6.1.1. Satelliet
Stel hier de satellietpositie in die u met u satelliet-installatie kunt ontvangen.
> Selecteer de optie „Satelliet“ met behulp van de pijltoetsen omhoog/omlaag
> Selecteer met behulp van de pijltoetsen links/rechts de satellieten welke u met uw
installatie kunt ontvangen.
of
> Druk op de OK toets. Er wordt een lijst met aanwezige satellieten geopend, die u via
de pijltoetsen omhoog/omlaag kunt kiezen.

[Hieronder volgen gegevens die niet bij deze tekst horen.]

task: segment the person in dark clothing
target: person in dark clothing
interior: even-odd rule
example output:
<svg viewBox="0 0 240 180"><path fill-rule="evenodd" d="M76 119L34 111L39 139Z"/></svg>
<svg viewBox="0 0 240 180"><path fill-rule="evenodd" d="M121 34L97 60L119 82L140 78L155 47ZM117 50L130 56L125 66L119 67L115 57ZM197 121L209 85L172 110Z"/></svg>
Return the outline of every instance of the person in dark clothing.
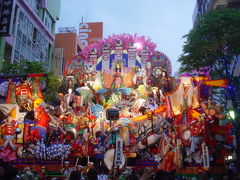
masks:
<svg viewBox="0 0 240 180"><path fill-rule="evenodd" d="M160 171L156 172L153 180L159 180L159 179L161 179L161 180L174 180L174 175L172 175L169 172L160 170Z"/></svg>
<svg viewBox="0 0 240 180"><path fill-rule="evenodd" d="M94 168L94 164L92 162L88 163L87 179L88 180L97 180L97 171Z"/></svg>
<svg viewBox="0 0 240 180"><path fill-rule="evenodd" d="M74 170L71 172L69 180L82 180L82 174Z"/></svg>

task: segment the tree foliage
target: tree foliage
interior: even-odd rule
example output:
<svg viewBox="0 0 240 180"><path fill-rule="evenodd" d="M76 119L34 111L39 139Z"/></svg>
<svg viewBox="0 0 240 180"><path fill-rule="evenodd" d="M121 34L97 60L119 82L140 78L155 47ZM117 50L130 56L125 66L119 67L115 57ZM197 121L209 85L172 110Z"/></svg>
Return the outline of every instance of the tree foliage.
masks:
<svg viewBox="0 0 240 180"><path fill-rule="evenodd" d="M43 73L47 74L47 78L41 78L41 81L47 84L44 89L45 101L51 103L57 96L59 87L58 78L54 76L53 72L49 72L41 61L27 61L23 60L19 63L3 63L3 69L0 71L3 75L18 75L18 74L31 74Z"/></svg>
<svg viewBox="0 0 240 180"><path fill-rule="evenodd" d="M209 11L184 37L184 53L179 58L181 71L213 64L229 64L240 54L240 11Z"/></svg>
<svg viewBox="0 0 240 180"><path fill-rule="evenodd" d="M239 109L240 77L234 74L240 55L240 11L209 11L184 38L183 54L178 60L180 71L207 66L211 68L213 78L229 79L225 99L232 100L234 108Z"/></svg>

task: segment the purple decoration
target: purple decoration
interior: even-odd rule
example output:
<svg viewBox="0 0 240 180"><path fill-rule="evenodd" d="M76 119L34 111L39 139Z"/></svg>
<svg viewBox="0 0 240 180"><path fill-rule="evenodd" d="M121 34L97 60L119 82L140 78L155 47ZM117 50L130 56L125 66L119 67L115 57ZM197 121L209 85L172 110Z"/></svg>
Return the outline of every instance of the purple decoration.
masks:
<svg viewBox="0 0 240 180"><path fill-rule="evenodd" d="M91 44L87 47L84 48L83 50L83 55L86 57L89 57L91 49L95 48L97 49L97 54L98 56L101 54L102 48L104 44L109 44L110 49L114 49L116 46L117 40L122 40L123 42L123 48L128 49L128 46L130 43L141 43L142 47L147 46L148 50L151 54L154 54L156 44L151 41L151 39L148 37L146 38L145 36L139 36L137 37L137 34L130 35L130 34L119 34L119 35L111 35L108 36L108 38L105 38L101 41L98 41L94 44ZM142 49L137 49L137 53L139 53Z"/></svg>

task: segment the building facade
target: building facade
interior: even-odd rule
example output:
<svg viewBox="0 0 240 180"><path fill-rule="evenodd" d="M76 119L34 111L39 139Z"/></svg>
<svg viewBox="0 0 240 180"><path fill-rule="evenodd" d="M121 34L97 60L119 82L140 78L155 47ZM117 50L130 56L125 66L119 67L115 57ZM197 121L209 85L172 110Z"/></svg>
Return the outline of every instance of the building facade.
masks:
<svg viewBox="0 0 240 180"><path fill-rule="evenodd" d="M55 24L60 15L61 0L0 0L13 2L12 21L8 35L0 35L0 63L22 60L42 61L53 66Z"/></svg>
<svg viewBox="0 0 240 180"><path fill-rule="evenodd" d="M55 36L55 49L58 51L58 55L60 51L59 49L62 49L63 62L55 62L55 64L62 64L63 72L65 65L74 56L80 54L83 48L83 44L81 43L75 28L59 28L59 33ZM59 59L60 58L54 58L54 61L59 61Z"/></svg>
<svg viewBox="0 0 240 180"><path fill-rule="evenodd" d="M197 0L193 12L193 25L195 26L201 15L211 9L236 8L240 9L240 0Z"/></svg>

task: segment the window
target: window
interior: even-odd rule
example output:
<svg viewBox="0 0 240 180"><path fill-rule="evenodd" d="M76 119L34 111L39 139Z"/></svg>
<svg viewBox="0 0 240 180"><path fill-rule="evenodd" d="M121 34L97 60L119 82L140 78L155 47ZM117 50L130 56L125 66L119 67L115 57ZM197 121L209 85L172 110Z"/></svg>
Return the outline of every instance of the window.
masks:
<svg viewBox="0 0 240 180"><path fill-rule="evenodd" d="M17 38L16 44L15 44L15 49L17 49L18 51L20 51L20 47L21 47L21 41Z"/></svg>
<svg viewBox="0 0 240 180"><path fill-rule="evenodd" d="M37 15L40 14L39 10L39 4L38 4L38 1L37 0L27 0L27 3L29 5L29 7L37 13Z"/></svg>
<svg viewBox="0 0 240 180"><path fill-rule="evenodd" d="M14 59L19 60L19 52L17 50L14 51Z"/></svg>
<svg viewBox="0 0 240 180"><path fill-rule="evenodd" d="M17 30L17 37L22 39L22 31L20 29Z"/></svg>
<svg viewBox="0 0 240 180"><path fill-rule="evenodd" d="M36 43L37 41L37 29L34 27L33 29L33 39L32 39L33 43Z"/></svg>
<svg viewBox="0 0 240 180"><path fill-rule="evenodd" d="M46 10L44 11L43 19L44 19L44 24L47 27L47 29L51 31L53 20Z"/></svg>

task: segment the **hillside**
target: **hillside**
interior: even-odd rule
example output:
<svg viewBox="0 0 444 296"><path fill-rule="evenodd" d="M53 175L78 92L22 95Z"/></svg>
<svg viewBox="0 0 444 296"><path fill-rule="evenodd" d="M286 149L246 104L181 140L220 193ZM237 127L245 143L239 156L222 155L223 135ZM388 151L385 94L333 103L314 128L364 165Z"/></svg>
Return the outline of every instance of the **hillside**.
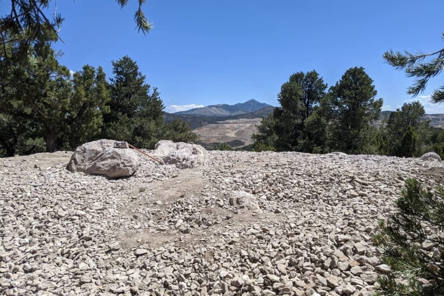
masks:
<svg viewBox="0 0 444 296"><path fill-rule="evenodd" d="M147 151L148 153L152 151ZM370 295L371 236L403 181L443 162L209 151L131 177L66 169L71 152L0 159L4 295Z"/></svg>
<svg viewBox="0 0 444 296"><path fill-rule="evenodd" d="M266 107L272 107L267 104L259 103L256 100L250 100L245 103L233 105L220 104L210 105L202 108L195 108L186 111L176 112L178 115L193 115L195 116L228 116L247 114Z"/></svg>
<svg viewBox="0 0 444 296"><path fill-rule="evenodd" d="M260 118L261 116L266 116L269 113L273 112L273 109L274 109L274 107L268 107L249 113L226 116L197 116L165 112L163 114L163 119L165 122L171 122L175 118L180 118L184 121L189 123L189 126L191 129L195 129L207 124L217 123L225 120Z"/></svg>

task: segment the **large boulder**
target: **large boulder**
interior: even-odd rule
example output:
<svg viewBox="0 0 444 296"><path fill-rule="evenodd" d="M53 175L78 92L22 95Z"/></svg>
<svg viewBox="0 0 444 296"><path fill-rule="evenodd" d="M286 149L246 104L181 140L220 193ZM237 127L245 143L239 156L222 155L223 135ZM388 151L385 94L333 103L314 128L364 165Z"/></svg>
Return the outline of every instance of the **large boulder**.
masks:
<svg viewBox="0 0 444 296"><path fill-rule="evenodd" d="M102 175L114 179L132 175L139 164L137 154L129 148L128 143L103 139L77 147L67 168L73 172Z"/></svg>
<svg viewBox="0 0 444 296"><path fill-rule="evenodd" d="M229 199L230 205L248 210L259 209L256 197L251 193L243 191L233 192Z"/></svg>
<svg viewBox="0 0 444 296"><path fill-rule="evenodd" d="M161 140L154 146L154 155L159 157L164 157L176 150L177 144L169 140Z"/></svg>
<svg viewBox="0 0 444 296"><path fill-rule="evenodd" d="M429 152L420 157L419 159L421 160L427 160L428 161L441 161L441 158L440 155L438 155L434 152Z"/></svg>
<svg viewBox="0 0 444 296"><path fill-rule="evenodd" d="M190 169L203 164L208 152L200 145L162 140L156 144L154 155L162 157L164 163Z"/></svg>

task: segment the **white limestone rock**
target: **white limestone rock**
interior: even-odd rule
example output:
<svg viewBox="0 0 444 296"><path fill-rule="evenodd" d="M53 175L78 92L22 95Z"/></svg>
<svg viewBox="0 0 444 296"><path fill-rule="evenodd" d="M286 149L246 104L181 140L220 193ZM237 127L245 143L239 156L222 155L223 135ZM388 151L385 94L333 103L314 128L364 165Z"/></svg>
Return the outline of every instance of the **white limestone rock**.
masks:
<svg viewBox="0 0 444 296"><path fill-rule="evenodd" d="M128 143L99 140L82 144L71 156L68 169L89 175L101 175L114 179L132 175L140 163L136 152Z"/></svg>

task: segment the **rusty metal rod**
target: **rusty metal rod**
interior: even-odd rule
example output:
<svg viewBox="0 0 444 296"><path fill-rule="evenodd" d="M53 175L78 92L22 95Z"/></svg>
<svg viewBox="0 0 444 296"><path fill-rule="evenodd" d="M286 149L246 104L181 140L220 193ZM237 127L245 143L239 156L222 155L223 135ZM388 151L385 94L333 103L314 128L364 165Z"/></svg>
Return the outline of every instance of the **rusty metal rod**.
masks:
<svg viewBox="0 0 444 296"><path fill-rule="evenodd" d="M148 156L148 157L149 157L149 158L152 158L153 159L154 159L154 160L155 160L156 161L157 161L157 162L158 162L159 163L162 163L162 162L160 161L160 160L158 160L157 159L156 159L155 158L154 158L152 156L148 155L148 154L147 154L146 153L145 153L145 152L144 152L143 151L140 150L140 149L138 149L137 148L136 148L134 146L132 146L132 145L131 145L130 144L128 143L128 146L129 146L130 147L131 147L131 148L132 148L133 149L135 149L137 150L137 151L138 151L140 152L140 153L142 153L142 154L145 154L146 155L147 155L147 156Z"/></svg>

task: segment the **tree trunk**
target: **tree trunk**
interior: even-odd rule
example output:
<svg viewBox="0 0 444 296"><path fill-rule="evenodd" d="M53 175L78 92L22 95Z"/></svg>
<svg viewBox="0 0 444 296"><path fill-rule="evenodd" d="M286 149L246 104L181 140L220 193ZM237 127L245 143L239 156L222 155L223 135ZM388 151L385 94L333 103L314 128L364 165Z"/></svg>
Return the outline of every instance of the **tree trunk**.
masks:
<svg viewBox="0 0 444 296"><path fill-rule="evenodd" d="M55 152L57 150L56 140L57 136L53 133L46 135L46 152Z"/></svg>
<svg viewBox="0 0 444 296"><path fill-rule="evenodd" d="M8 146L6 148L6 157L9 157L11 156L13 156L15 154L15 146Z"/></svg>

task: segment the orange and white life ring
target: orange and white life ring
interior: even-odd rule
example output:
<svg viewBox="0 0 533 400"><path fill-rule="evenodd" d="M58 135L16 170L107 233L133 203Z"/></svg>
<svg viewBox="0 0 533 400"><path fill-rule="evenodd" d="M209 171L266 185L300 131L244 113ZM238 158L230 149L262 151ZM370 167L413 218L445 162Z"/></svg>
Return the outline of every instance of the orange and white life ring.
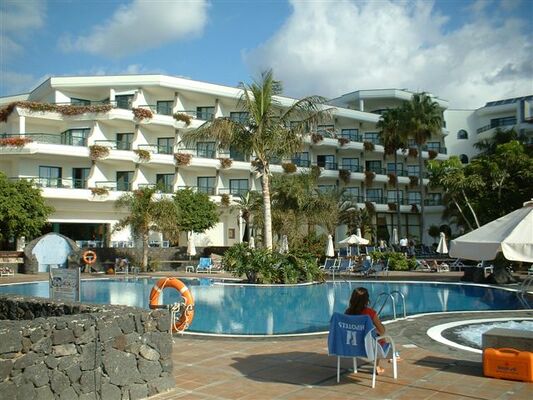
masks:
<svg viewBox="0 0 533 400"><path fill-rule="evenodd" d="M159 306L159 295L166 287L176 289L185 301L185 308L179 319L176 321L172 319L172 332L183 332L190 326L194 318L194 299L191 291L182 281L177 278L159 279L150 292L150 308Z"/></svg>
<svg viewBox="0 0 533 400"><path fill-rule="evenodd" d="M85 264L91 265L96 262L96 253L92 250L87 250L83 252L81 258Z"/></svg>

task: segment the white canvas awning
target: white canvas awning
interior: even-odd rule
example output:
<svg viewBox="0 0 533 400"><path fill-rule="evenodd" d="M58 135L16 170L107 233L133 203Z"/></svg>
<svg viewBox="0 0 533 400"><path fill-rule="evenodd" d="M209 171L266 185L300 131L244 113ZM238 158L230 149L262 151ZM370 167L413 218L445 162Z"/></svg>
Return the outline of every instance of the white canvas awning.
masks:
<svg viewBox="0 0 533 400"><path fill-rule="evenodd" d="M450 243L450 256L467 260L493 260L500 251L508 260L533 262L533 201Z"/></svg>

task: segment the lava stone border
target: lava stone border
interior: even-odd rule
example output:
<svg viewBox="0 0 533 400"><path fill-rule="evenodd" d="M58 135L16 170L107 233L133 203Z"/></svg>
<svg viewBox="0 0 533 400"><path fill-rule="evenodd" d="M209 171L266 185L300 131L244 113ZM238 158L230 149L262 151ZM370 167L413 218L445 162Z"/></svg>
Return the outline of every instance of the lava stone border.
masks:
<svg viewBox="0 0 533 400"><path fill-rule="evenodd" d="M143 399L175 387L167 310L0 296L0 399Z"/></svg>

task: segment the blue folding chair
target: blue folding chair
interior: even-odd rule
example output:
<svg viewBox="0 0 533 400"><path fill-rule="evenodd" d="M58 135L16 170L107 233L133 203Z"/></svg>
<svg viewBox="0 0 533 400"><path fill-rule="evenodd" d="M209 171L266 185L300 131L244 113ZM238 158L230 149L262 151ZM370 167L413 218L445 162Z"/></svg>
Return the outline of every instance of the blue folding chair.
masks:
<svg viewBox="0 0 533 400"><path fill-rule="evenodd" d="M381 345L379 341L387 339ZM376 329L368 315L346 315L333 313L329 325L328 352L337 356L337 382L340 382L341 357L353 359L353 370L357 373L357 357L374 361L372 388L376 386L376 370L378 359L386 358L392 351L394 379L398 378L396 348L390 336L377 336Z"/></svg>

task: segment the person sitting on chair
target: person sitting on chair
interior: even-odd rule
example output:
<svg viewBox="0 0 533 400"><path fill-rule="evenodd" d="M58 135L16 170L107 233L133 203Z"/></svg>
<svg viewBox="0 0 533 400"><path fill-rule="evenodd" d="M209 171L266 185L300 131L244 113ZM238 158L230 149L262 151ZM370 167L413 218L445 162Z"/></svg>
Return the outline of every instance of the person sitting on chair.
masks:
<svg viewBox="0 0 533 400"><path fill-rule="evenodd" d="M373 308L369 307L369 304L370 299L368 296L368 290L359 287L352 292L350 304L344 313L348 315L368 315L376 327L376 332L379 336L382 336L385 334L385 327L379 320L378 313ZM377 361L376 372L378 375L382 375L385 372L385 369L379 366L379 362L380 360Z"/></svg>

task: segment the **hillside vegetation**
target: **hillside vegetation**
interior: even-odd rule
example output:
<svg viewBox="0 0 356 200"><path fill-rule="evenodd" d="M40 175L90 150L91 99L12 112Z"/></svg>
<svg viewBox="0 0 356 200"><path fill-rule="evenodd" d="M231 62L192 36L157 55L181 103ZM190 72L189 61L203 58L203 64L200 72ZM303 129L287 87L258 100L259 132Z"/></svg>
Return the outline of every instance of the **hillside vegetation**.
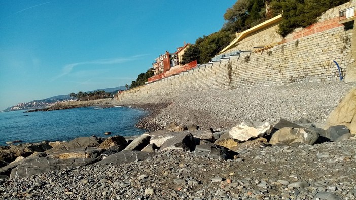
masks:
<svg viewBox="0 0 356 200"><path fill-rule="evenodd" d="M238 0L226 10L225 23L222 28L209 35L203 35L187 49L181 64L197 60L198 64L210 61L225 45L241 32L263 21L282 13L278 33L283 37L299 27L305 28L316 22L327 10L349 0ZM143 85L153 75L150 69L141 73L131 88Z"/></svg>
<svg viewBox="0 0 356 200"><path fill-rule="evenodd" d="M182 64L197 60L209 62L222 47L235 38L235 32L253 27L282 13L278 33L286 37L299 27L305 28L317 21L327 10L349 0L238 0L224 14L225 23L218 32L203 35L188 48Z"/></svg>

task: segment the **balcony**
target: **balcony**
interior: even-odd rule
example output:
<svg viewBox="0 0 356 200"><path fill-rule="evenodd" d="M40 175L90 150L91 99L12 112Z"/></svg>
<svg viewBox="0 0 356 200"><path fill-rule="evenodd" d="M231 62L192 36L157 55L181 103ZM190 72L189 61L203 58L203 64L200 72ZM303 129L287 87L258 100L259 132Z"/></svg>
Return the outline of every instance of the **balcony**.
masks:
<svg viewBox="0 0 356 200"><path fill-rule="evenodd" d="M345 24L355 20L355 8L356 6L340 11L339 12L339 24Z"/></svg>

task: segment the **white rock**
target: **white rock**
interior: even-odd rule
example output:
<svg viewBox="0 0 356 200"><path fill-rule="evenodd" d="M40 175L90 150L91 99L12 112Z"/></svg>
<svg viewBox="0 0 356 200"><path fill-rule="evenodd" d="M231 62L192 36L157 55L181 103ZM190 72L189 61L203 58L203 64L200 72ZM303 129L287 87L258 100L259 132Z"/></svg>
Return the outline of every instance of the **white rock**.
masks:
<svg viewBox="0 0 356 200"><path fill-rule="evenodd" d="M243 122L233 127L229 134L233 139L244 141L270 133L272 128L271 124L267 122Z"/></svg>

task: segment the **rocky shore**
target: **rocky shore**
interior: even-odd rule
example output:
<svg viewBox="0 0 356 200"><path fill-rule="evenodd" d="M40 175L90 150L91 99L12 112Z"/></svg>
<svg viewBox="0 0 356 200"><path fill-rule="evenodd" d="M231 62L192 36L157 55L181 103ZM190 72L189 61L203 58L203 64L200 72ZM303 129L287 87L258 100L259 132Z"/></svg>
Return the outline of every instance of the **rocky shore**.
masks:
<svg viewBox="0 0 356 200"><path fill-rule="evenodd" d="M333 120L356 114L356 94L345 97L354 86L187 91L108 103L149 111L138 126L150 131L1 147L0 198L354 199L355 122L326 121L343 98Z"/></svg>
<svg viewBox="0 0 356 200"><path fill-rule="evenodd" d="M137 99L124 98L118 103L156 110L149 121L156 124L177 122L197 124L203 129L228 129L246 120L275 123L280 118L292 121L304 118L323 124L355 86L354 83L332 82L228 90L187 90ZM162 102L167 105L163 109Z"/></svg>

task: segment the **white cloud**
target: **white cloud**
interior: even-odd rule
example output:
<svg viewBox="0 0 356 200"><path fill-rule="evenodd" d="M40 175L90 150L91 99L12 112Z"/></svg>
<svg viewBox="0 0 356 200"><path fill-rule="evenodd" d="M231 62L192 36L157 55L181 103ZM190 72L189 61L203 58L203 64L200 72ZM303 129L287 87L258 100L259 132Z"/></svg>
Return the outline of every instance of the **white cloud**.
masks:
<svg viewBox="0 0 356 200"><path fill-rule="evenodd" d="M73 69L79 65L111 65L114 64L123 63L124 62L135 60L138 58L147 55L148 54L140 54L131 56L128 58L119 58L106 59L99 59L90 61L81 62L76 63L72 63L64 66L62 69L62 73L55 77L52 81L57 79L61 77L65 76L69 74Z"/></svg>

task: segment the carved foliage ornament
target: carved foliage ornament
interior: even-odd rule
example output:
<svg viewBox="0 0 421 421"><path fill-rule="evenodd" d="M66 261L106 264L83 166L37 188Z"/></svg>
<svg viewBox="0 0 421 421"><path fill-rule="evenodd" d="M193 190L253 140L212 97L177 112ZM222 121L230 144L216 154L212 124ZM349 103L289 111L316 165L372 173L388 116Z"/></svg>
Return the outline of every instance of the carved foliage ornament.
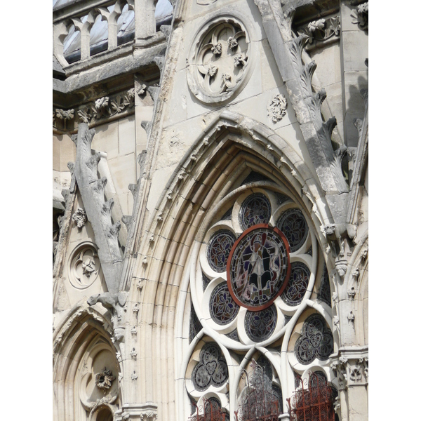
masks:
<svg viewBox="0 0 421 421"><path fill-rule="evenodd" d="M91 286L100 272L100 260L92 243L83 243L72 253L69 260L69 280L78 289Z"/></svg>
<svg viewBox="0 0 421 421"><path fill-rule="evenodd" d="M135 94L143 95L145 93L146 85L143 84L137 90L132 88L115 97L107 96L98 98L93 102L81 107L77 115L81 123L89 123L91 120L100 120L111 117L115 114L133 109L135 106Z"/></svg>
<svg viewBox="0 0 421 421"><path fill-rule="evenodd" d="M208 28L192 48L187 81L201 101L220 102L232 96L244 80L250 42L236 19L220 18Z"/></svg>
<svg viewBox="0 0 421 421"><path fill-rule="evenodd" d="M340 35L340 18L339 16L333 16L313 20L307 26L299 29L298 33L308 36L305 48L306 50L311 50L329 39L338 39Z"/></svg>
<svg viewBox="0 0 421 421"><path fill-rule="evenodd" d="M267 107L267 115L273 123L277 123L286 114L286 98L281 93L274 97Z"/></svg>
<svg viewBox="0 0 421 421"><path fill-rule="evenodd" d="M86 213L81 208L78 208L72 215L72 220L77 225L78 228L84 227L86 223Z"/></svg>

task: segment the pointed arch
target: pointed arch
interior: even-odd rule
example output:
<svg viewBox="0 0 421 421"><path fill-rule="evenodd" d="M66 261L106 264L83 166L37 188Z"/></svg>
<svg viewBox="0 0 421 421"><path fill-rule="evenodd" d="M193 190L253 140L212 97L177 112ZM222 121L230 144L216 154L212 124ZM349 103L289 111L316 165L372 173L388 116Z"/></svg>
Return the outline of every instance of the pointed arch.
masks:
<svg viewBox="0 0 421 421"><path fill-rule="evenodd" d="M326 243L320 225L331 215L307 166L265 125L222 112L173 172L146 234L138 239L137 262L133 276L128 277L138 279L142 285L139 317L143 323L138 340L148 345L141 345L145 358L140 361L144 373L139 379L140 399L157 402L163 419L169 419L176 411L178 395L182 393L178 368L182 359L183 317L190 294L189 260L197 254L215 213L226 210L224 204L231 199L230 190L239 189L236 194L241 191L241 175L245 170L258 171L269 179L263 185L255 183L256 187L265 183L273 188L287 186L288 194L312 221L319 243ZM213 206L215 203L220 204L217 208ZM134 305L137 291L133 285L130 289ZM212 337L206 328L204 333ZM154 377L155 385L152 384ZM178 385L174 389L176 380Z"/></svg>
<svg viewBox="0 0 421 421"><path fill-rule="evenodd" d="M110 321L86 303L79 303L54 333L55 417L86 421L96 419L101 411L114 413L121 401L118 373L122 368L111 340ZM108 375L109 385L98 385L101 375Z"/></svg>

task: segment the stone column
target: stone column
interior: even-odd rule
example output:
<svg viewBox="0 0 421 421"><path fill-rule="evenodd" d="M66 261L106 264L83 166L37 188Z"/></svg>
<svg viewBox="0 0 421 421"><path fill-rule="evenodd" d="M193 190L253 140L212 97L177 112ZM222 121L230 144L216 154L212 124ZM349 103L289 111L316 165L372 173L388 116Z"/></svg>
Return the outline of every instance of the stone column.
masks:
<svg viewBox="0 0 421 421"><path fill-rule="evenodd" d="M335 410L341 421L368 420L368 347L340 348L330 368L339 382Z"/></svg>

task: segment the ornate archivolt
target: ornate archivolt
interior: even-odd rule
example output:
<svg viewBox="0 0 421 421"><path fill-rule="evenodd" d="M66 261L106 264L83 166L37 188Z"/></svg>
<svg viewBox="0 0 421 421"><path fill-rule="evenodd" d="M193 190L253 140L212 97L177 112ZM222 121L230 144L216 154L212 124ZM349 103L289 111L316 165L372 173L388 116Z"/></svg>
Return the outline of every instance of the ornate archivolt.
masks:
<svg viewBox="0 0 421 421"><path fill-rule="evenodd" d="M60 323L54 335L56 415L109 421L121 405L122 372L111 340L111 323L84 304Z"/></svg>

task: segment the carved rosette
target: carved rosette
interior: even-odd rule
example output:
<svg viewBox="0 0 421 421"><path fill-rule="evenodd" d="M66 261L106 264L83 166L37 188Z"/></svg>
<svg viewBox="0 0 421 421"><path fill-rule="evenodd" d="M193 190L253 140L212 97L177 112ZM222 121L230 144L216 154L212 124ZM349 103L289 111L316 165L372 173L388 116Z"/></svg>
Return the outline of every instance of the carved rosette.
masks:
<svg viewBox="0 0 421 421"><path fill-rule="evenodd" d="M190 51L189 88L201 101L224 102L243 87L250 70L250 43L236 18L220 18L205 25Z"/></svg>
<svg viewBox="0 0 421 421"><path fill-rule="evenodd" d="M91 286L98 277L100 263L95 246L85 242L79 244L69 259L69 280L78 289Z"/></svg>
<svg viewBox="0 0 421 421"><path fill-rule="evenodd" d="M78 208L72 215L72 220L77 225L78 228L84 227L86 223L86 213L81 208Z"/></svg>

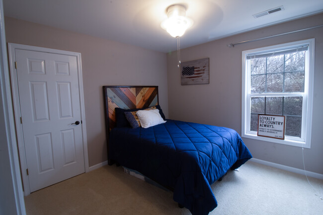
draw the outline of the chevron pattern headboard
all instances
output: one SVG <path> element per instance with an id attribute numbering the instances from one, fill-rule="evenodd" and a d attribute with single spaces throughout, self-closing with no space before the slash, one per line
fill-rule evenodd
<path id="1" fill-rule="evenodd" d="M 114 109 L 143 108 L 158 105 L 158 86 L 103 86 L 107 132 L 115 126 Z"/>

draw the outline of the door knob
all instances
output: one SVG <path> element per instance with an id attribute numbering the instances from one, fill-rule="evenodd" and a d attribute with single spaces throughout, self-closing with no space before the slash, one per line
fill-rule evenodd
<path id="1" fill-rule="evenodd" d="M 71 125 L 74 125 L 74 124 L 75 124 L 75 125 L 76 125 L 77 126 L 77 125 L 79 125 L 79 124 L 80 124 L 80 121 L 75 121 L 75 122 L 74 123 L 72 123 L 72 124 L 71 124 Z"/>

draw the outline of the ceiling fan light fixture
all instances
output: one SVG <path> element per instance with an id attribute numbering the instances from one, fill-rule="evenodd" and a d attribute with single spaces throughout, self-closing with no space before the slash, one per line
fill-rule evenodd
<path id="1" fill-rule="evenodd" d="M 161 24 L 161 27 L 173 37 L 181 37 L 185 31 L 192 26 L 193 20 L 186 17 L 184 6 L 175 4 L 167 8 L 168 18 Z"/>

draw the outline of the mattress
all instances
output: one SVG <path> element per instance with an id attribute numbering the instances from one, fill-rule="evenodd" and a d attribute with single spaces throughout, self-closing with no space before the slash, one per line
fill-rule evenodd
<path id="1" fill-rule="evenodd" d="M 173 191 L 193 215 L 217 206 L 210 185 L 252 157 L 234 130 L 167 120 L 147 129 L 114 128 L 109 159 Z"/>

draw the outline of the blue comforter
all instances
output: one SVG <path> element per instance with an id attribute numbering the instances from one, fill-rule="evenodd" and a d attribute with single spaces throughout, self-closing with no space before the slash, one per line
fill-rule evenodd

Bevestig vervolgens met OK.
Als een of meerdere satellieten niet in de lijst aanwezig zijn kunt u nieuwe satellietposities
onder de menu-optie “Satellietenlijst” (zie paragraaf 6.2) invoeren.
6.1.2. LNB type
Bij deze optie kunt u m.b.v. de pijltoetsen links/rechts het type LNB selecteren met welke
de satellietpositie ontvangen wordt.
6.1.3. LNB LOW / LNB High
Stel hier met behulp van de numerieke toetsen de voor deze LNB specifieke ZF-frequentie in
de high- en low band in.
6.1.4. 22 KHz
Met de 22 kHz-schakeling worden bij satellietinstallaties besturingen zoals Low- en High
band omschakeling gerealiseerd. Schakel met behulp van de pijltoetsen links/rechts het
22kHz-signaal aan, uit of op auto.
Deze functie kan alleen bij bepaalde LNB types geselecteerd worden.
6.1.5. DiSEqC instelling
In dit veld stelt u met behulp van de pijltoetsen links/rechts de satellietpositie in, die via
DiSEqC aangestuurd wordt. Deze instelling is afhankelijk van uw satellietinstallatie en de
bijbehorende componenten.
6.2. Satellietenlijst
> Selecteer via de pijltoetsen omhoog/omlaag de optie „Satellietenlijst“ en bevestig met
OK, de satellietenlijst wordt geopend.